Blob, un programma che da trent'anni racconta l'Italia e il mondo. C'è anche Giulio


E sono 30. Trent'anni di Blob
Un programma che ha fatto la storia della televisione italiana e continua a farlo, si spera, a lungo. Blob. Come quel fluido alieno che fa fuggire le persone, da quella realtà che Ghezzi con la sua genialità ha cercato di fermare, ironizzare, drammatizzare, raccontare, da trent'anni a questa parte.  Nasce il 17 aprile 1989  e supera il traguardo delle 9268 puntate! Una cifra pazzesca per la TV pubblica italiana. Un programma scomodo, controcorrente, e bocca di verità. Ha attraversato la storia del Paese, e del mondo, dalla guerra in Iraq, a tangentopoli, dalla caduta del muro di Berlino alla svolta della Bolognina, dalla dissoluzione della Jugoslavia ai bombardamenti di Belgrado, agli attentati della mafia, agli attentati dell'ISIS, al G8 di Genova,  per arrivare a quel "cercando un altro Egitto" di De Gregori. Con scritto Zeurolandia. 
Così ha scritto nel suo modo che oramai tutti abbiamo conosciuto, semplice, mai banale e sempre efficace, la mamma di Giulio, Paola:
Giulio Siamo Noi
Nel suo speciale, Blob30 dedica uno spazio anche a Giulio.
A circa 8 minuti dalla fine, dopo la memorabile scena finale de "I 400 colpi" di Truffaut, scorrono le immagini di Giulio alle note di "cercando un altro Egitto" di De Gregori.

Un consiglio, guardatelo

Saranno sei le foto che ritraggono Giulio Regeni, sequestrato in Egitto il 25 gennaio del 2016 il cui corpo verrà fatto ritrovare il 3 febbraio.

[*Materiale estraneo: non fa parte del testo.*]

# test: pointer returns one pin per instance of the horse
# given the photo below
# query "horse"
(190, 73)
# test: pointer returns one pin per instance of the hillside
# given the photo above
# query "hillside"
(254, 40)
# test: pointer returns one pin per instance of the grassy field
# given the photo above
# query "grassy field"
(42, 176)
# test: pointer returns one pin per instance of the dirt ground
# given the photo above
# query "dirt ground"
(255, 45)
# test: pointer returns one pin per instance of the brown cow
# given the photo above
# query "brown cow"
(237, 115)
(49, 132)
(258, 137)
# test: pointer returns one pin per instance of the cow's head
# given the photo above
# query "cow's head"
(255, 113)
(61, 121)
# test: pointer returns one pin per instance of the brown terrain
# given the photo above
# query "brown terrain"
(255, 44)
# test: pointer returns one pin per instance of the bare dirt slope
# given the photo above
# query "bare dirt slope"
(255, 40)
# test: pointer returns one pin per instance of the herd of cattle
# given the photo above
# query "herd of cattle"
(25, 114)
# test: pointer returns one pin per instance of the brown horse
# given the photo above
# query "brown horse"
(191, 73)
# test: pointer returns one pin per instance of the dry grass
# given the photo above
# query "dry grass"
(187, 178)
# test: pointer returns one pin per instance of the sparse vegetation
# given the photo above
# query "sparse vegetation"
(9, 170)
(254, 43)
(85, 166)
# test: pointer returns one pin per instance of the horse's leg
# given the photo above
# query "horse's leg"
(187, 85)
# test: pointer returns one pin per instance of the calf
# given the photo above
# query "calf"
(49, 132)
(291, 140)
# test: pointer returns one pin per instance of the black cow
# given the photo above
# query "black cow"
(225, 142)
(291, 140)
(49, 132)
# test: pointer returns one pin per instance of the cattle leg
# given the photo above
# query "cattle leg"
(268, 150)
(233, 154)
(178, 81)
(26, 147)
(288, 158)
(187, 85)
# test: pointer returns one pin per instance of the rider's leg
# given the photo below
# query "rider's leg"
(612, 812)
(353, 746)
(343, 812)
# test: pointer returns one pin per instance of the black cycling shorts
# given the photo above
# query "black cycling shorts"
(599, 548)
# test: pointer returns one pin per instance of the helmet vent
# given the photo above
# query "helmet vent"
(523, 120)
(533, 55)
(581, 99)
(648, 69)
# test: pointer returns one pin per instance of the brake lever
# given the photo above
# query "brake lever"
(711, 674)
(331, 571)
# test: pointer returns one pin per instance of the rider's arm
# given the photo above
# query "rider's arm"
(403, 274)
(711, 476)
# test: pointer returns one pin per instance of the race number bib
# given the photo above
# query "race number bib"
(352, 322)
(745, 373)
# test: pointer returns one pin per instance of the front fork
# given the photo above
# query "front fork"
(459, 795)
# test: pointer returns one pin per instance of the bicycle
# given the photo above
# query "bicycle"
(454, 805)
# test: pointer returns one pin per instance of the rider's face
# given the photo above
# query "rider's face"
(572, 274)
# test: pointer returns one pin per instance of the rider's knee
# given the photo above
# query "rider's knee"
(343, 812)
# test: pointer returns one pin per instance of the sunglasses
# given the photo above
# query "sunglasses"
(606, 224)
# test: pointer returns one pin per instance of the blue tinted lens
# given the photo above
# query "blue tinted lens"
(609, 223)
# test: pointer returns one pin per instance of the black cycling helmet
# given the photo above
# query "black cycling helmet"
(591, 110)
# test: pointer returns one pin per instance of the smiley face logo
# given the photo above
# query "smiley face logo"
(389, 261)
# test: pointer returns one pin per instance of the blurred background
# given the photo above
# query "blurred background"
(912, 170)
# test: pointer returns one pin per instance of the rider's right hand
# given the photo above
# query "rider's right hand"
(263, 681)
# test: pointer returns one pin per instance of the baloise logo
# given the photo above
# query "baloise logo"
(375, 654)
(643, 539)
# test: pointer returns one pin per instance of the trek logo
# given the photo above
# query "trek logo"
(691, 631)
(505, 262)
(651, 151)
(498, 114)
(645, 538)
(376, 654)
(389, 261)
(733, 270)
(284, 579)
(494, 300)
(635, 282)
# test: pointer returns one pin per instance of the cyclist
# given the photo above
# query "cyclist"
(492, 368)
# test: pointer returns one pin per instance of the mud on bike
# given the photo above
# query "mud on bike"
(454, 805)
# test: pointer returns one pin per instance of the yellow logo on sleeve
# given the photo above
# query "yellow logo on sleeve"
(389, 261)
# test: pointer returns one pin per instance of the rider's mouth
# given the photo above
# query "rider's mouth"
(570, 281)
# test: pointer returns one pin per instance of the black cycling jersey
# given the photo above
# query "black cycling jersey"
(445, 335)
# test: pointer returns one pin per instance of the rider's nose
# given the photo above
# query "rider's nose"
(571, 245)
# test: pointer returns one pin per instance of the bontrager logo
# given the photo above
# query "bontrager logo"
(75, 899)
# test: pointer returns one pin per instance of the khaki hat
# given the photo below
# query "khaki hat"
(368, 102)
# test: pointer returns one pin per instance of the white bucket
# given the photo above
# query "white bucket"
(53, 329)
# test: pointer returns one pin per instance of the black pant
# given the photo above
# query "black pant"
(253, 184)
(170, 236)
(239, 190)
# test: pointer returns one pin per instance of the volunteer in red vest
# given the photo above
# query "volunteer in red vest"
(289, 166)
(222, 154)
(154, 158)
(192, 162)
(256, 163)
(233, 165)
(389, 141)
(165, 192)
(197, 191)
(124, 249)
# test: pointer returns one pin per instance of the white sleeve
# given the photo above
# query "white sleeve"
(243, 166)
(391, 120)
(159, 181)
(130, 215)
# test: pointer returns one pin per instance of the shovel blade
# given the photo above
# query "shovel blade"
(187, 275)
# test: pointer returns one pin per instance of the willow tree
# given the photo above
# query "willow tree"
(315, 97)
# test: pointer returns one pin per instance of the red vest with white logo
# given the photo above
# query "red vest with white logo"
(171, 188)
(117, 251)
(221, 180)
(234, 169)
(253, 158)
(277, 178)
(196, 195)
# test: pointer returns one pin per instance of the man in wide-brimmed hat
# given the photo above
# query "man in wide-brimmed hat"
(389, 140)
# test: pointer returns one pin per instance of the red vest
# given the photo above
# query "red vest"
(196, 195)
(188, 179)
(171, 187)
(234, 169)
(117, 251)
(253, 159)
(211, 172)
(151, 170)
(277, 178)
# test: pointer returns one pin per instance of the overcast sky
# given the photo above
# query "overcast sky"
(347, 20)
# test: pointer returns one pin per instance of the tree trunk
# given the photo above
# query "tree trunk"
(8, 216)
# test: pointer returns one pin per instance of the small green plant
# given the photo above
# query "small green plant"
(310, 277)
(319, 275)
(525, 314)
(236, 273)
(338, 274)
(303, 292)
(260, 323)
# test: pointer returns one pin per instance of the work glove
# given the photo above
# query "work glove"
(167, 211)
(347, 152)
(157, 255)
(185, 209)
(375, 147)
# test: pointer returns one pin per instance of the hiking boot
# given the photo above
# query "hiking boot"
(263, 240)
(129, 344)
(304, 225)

In quell'Egitto il cui sistema governativo continua in modo spudorato e strafottente a mentire al mondo, a mentire agli egiziani,  e forse anche a se stesso, per cercare di salvare ciò che non potrà mai essere salvato, da quella verità che quando arriverà non sarà mai tardi, perchè arriverà e travolgerà in modo potente tutto quel sistema che ha fatto della calunnia, della menzogna, della violenza, la sua essenza.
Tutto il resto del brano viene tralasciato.